PHOENIX -- Since putting meat into its promotional spotlight two years ago, Abco Foods here has increased the department's dollar and volume sales and has boosted total store traffic.
So said Edward G. Hill, president of the 72-store chain, and keynote speaker at the National Grocers Association/National-American Wholesale Grocers' Association annual Meat Operations Conference here last month.
"We really do believe in our company that 'meat is the main attraction,' " said Hill, referring to the theme of this year's conference. "And it has really worked for us over the past two years."
The Phoenix region has become highly competitive with several new players entering the market, said Hill, naming Smith's Food & Drug, Albertson's, Fry's Food Stores and Megafoods as examples. "A lot of new store footage had opened," he said.
"The reason for all the new players is that there is a lot of growth in the market," he said, adding that at the same time, "it also makes it very difficult to maintain the market share."
The retailer made a "conscious decision" to look to the meat department to hold on to its market share. "The bottom line is, if we are looking to move business, we look to meat."
The revamping of Abco's meat department began two years ago with the development of a private-label line called Blue Ribbon.
Supplied by the Phoenix division of Fleming Cos., Oklahoma City, the meat is the same product Abco always carried, but it was repackaged and given top billing in weekly ads. It was also made the focus of the retailer's television and radio advertising, which features customer testimonials and employee commentary.
"With our Blue Ribbon brand meat, which includes pork, chicken
and beef, we claim to be first in freshness and offer a double- your-money-back guarantee," said Hill.
"Meat is the best department to differentiate ourselves from the competition," said Hill. "And meat customers are the ones we are looking for.
"Customers will be drawn in by meat features," said Hill. "Our research has shown that when you increase your traffic using meat, you will increase your total sales in that store and it turns out to be a profitable business.
"We believe that if a customer buys meat, they are going to buy profitable items to go along with it."
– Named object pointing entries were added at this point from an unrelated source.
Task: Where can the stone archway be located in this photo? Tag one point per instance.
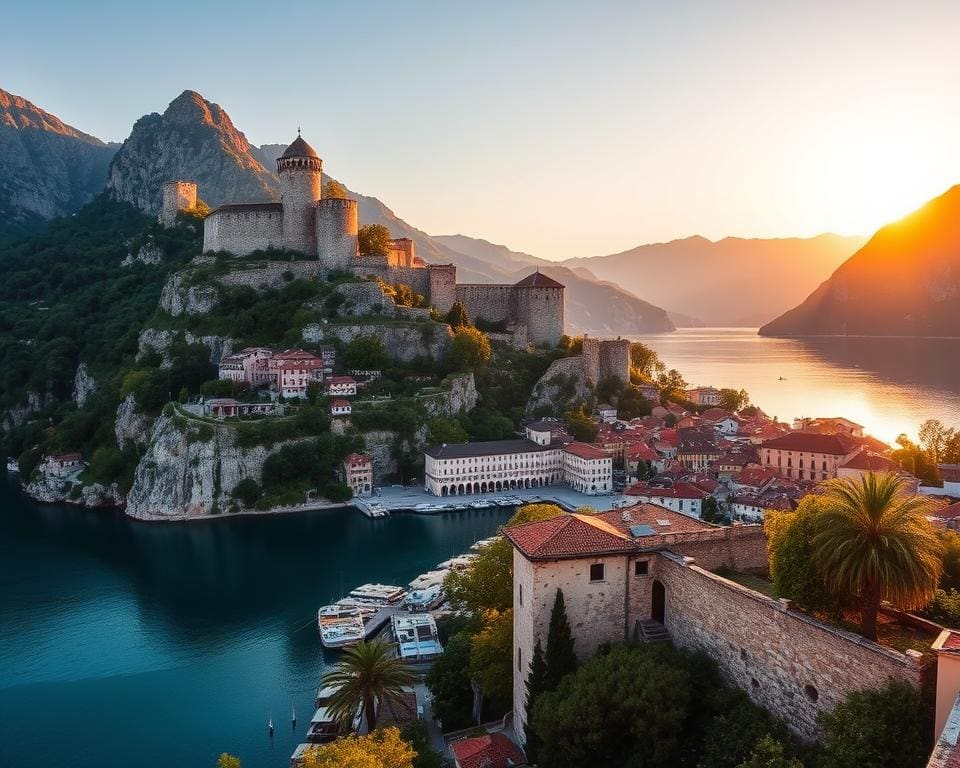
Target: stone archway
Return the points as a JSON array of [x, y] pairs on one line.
[[658, 602]]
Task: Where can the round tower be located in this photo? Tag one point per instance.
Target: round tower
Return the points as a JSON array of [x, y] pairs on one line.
[[336, 235], [300, 170]]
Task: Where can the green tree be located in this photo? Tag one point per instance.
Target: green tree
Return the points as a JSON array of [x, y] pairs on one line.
[[790, 551], [560, 656], [449, 683], [367, 675], [627, 707], [886, 728], [366, 353], [335, 189], [446, 430], [536, 685], [373, 240], [734, 400], [769, 753], [581, 425], [873, 542], [457, 316], [487, 584], [710, 510], [470, 349]]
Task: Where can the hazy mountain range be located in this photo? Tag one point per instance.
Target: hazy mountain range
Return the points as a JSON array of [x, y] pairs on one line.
[[731, 282], [904, 282], [47, 168]]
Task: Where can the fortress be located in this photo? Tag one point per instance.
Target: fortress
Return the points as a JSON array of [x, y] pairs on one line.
[[326, 229]]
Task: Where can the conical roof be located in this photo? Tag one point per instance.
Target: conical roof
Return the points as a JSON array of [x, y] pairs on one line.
[[300, 148]]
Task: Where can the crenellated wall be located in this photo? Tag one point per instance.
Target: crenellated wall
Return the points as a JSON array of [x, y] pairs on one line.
[[243, 231]]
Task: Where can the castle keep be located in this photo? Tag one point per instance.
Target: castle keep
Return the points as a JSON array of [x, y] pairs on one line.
[[327, 229]]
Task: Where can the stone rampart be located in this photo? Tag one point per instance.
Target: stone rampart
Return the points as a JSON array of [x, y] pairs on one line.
[[791, 664]]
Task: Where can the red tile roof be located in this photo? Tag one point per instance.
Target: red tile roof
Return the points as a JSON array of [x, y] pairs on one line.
[[680, 490], [812, 442], [868, 461], [567, 536], [492, 750], [585, 451]]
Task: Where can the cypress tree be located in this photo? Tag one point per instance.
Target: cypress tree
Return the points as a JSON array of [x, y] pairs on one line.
[[561, 660], [536, 684]]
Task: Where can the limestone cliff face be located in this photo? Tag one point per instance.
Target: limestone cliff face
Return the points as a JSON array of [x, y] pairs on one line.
[[194, 140], [190, 469], [47, 168], [404, 343]]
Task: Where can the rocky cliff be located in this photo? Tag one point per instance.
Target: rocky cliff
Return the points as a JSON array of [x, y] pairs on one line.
[[194, 140], [189, 468], [904, 282], [47, 168]]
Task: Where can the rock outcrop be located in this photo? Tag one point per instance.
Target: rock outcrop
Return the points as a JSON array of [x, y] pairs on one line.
[[904, 282], [194, 140], [84, 385], [563, 384], [47, 168], [189, 468], [404, 342]]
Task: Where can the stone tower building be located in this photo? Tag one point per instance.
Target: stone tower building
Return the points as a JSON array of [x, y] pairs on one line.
[[177, 196], [300, 170], [337, 228]]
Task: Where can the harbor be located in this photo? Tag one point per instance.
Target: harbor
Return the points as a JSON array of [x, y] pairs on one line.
[[396, 498]]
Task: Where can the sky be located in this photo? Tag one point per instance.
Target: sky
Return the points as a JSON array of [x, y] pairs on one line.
[[559, 129]]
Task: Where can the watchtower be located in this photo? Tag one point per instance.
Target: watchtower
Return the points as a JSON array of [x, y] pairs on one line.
[[300, 170]]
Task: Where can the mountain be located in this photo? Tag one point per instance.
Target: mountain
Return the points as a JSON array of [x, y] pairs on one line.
[[47, 168], [731, 282], [904, 282], [195, 140], [591, 305]]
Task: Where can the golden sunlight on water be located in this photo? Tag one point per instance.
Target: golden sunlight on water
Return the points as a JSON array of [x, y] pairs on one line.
[[889, 385]]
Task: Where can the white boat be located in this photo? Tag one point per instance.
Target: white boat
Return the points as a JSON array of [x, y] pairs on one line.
[[429, 579], [416, 636], [384, 594]]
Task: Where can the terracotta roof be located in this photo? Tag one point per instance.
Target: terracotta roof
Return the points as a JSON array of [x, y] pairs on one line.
[[492, 750], [585, 451], [538, 280], [680, 490], [868, 461], [567, 536], [300, 148], [812, 442]]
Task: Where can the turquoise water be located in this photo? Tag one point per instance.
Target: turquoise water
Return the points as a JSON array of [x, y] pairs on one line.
[[160, 645], [888, 385]]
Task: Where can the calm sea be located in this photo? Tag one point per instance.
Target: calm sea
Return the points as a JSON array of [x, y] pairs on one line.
[[161, 645], [888, 385]]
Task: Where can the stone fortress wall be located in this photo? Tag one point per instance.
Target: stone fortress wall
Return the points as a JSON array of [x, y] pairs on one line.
[[177, 196], [326, 229]]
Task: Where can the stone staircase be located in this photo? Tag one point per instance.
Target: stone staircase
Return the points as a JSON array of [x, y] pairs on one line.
[[650, 631]]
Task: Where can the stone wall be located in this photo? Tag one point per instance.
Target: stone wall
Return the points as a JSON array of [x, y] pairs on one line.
[[243, 232], [789, 663]]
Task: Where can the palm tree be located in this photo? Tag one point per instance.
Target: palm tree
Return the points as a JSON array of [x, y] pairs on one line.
[[874, 542], [367, 675]]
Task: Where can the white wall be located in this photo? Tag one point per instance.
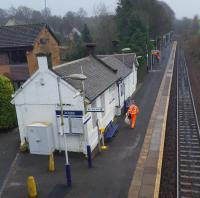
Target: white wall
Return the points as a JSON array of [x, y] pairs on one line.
[[38, 101]]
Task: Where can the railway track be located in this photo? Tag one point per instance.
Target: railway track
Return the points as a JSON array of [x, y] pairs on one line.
[[188, 136]]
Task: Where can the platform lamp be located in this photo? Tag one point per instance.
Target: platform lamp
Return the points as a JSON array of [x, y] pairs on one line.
[[125, 50], [152, 40], [82, 78]]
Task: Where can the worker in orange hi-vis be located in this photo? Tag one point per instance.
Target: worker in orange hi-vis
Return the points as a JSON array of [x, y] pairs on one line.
[[133, 111]]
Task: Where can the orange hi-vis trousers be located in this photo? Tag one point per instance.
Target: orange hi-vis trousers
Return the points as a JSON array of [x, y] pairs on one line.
[[133, 110]]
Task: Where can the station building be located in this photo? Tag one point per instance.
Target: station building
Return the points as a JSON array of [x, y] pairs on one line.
[[111, 79]]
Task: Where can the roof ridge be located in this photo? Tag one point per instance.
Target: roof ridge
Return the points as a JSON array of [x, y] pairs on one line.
[[28, 24], [105, 64], [68, 63]]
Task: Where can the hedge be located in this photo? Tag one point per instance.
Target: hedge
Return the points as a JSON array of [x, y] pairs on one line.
[[7, 110]]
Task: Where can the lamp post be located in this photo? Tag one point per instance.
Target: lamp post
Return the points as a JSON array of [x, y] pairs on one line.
[[82, 78], [152, 40], [125, 50]]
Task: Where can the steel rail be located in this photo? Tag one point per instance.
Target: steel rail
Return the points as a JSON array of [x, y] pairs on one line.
[[188, 135]]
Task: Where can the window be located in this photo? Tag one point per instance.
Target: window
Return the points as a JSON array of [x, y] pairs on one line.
[[112, 94], [4, 59], [102, 97], [94, 115], [17, 57], [122, 89]]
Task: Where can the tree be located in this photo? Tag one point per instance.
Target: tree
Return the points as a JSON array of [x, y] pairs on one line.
[[7, 110], [86, 37]]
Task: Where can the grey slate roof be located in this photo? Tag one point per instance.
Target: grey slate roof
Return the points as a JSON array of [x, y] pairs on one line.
[[20, 35], [128, 59], [122, 69], [101, 72], [99, 76]]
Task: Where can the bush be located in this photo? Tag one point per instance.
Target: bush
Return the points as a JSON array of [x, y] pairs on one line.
[[7, 110]]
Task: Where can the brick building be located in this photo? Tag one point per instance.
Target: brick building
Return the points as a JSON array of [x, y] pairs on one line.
[[19, 45]]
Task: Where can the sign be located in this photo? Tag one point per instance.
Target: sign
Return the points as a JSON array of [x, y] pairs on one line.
[[73, 121], [70, 113], [95, 109]]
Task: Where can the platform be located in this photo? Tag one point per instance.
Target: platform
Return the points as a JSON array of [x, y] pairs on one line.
[[146, 179]]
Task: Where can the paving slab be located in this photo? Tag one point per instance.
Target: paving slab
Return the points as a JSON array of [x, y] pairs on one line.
[[150, 181]]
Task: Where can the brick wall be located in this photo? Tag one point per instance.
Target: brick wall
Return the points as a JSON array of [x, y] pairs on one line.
[[5, 70], [51, 46]]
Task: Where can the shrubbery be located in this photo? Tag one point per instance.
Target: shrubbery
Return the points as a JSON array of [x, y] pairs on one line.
[[7, 110]]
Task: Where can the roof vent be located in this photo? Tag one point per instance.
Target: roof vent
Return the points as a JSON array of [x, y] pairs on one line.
[[91, 48]]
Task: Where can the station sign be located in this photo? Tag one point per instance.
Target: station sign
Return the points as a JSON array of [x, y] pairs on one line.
[[95, 109]]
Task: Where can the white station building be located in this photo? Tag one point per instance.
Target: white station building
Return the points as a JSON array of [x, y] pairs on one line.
[[111, 79]]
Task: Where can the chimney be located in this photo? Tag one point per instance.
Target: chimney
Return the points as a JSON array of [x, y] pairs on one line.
[[42, 62], [91, 48], [115, 44]]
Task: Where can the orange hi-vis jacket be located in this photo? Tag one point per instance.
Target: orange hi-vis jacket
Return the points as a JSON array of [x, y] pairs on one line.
[[133, 110]]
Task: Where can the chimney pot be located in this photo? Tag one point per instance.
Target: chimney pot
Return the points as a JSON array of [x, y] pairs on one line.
[[115, 44]]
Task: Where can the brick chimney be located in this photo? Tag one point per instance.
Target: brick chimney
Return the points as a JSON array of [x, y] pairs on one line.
[[42, 59]]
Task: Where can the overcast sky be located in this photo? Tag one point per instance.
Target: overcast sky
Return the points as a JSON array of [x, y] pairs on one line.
[[182, 8]]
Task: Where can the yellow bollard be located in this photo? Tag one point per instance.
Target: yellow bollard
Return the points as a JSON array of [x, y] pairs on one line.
[[51, 163], [32, 189], [102, 131]]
Due to the increased competition, Abco had fallen behind on its capital improvement plans, which called for four new stores and 10 remodels. Thanks in part to the meat promotions, those plans have recently been resumed, said Hill.
Meanwhile, the company's cost of business has been continually increasing, with labor as the largest expenditure, said Hill.
"We have to make up those costs in other areas. We chose to keep our meat grosses down and not use that department to try to increase our margins, because we are going to use this for our draw," he said.
"And if you operate in a market like we do, you sell most of your advertised merchandise below cost."
Hill said the message Abco conveys in its ads is also reflected at point of sale through packaging and use of stickers, labels and signs.
Another part of the effort is "convincing the stores to sell meat," Hill said. "It's not enough just to tell the customer what you are doing. You have to make sure that your employees know what you are trying to accomplish."
He said memos from corporate headquarters sometimes just don't get the message through. So when the department meets, it's important to communicate well with store personnel.
To do that, Hill likes to infuse a little humor into the sessions and poke fun at some of the issues that typically divide the corporate office from store personnel, he said.
In a sample video used by Abco to open one of its meat department meetings, Ken Davidson, Abco's meat merchandiser, cuts and wraps a tray of meat in fast-forward speed, then turns to the store manager, saying, "see, it doesn't take that long."
Then he models a cow costume, a "prototype uniform," he says he's considering for department personnel as a way to "maybe create some excitement."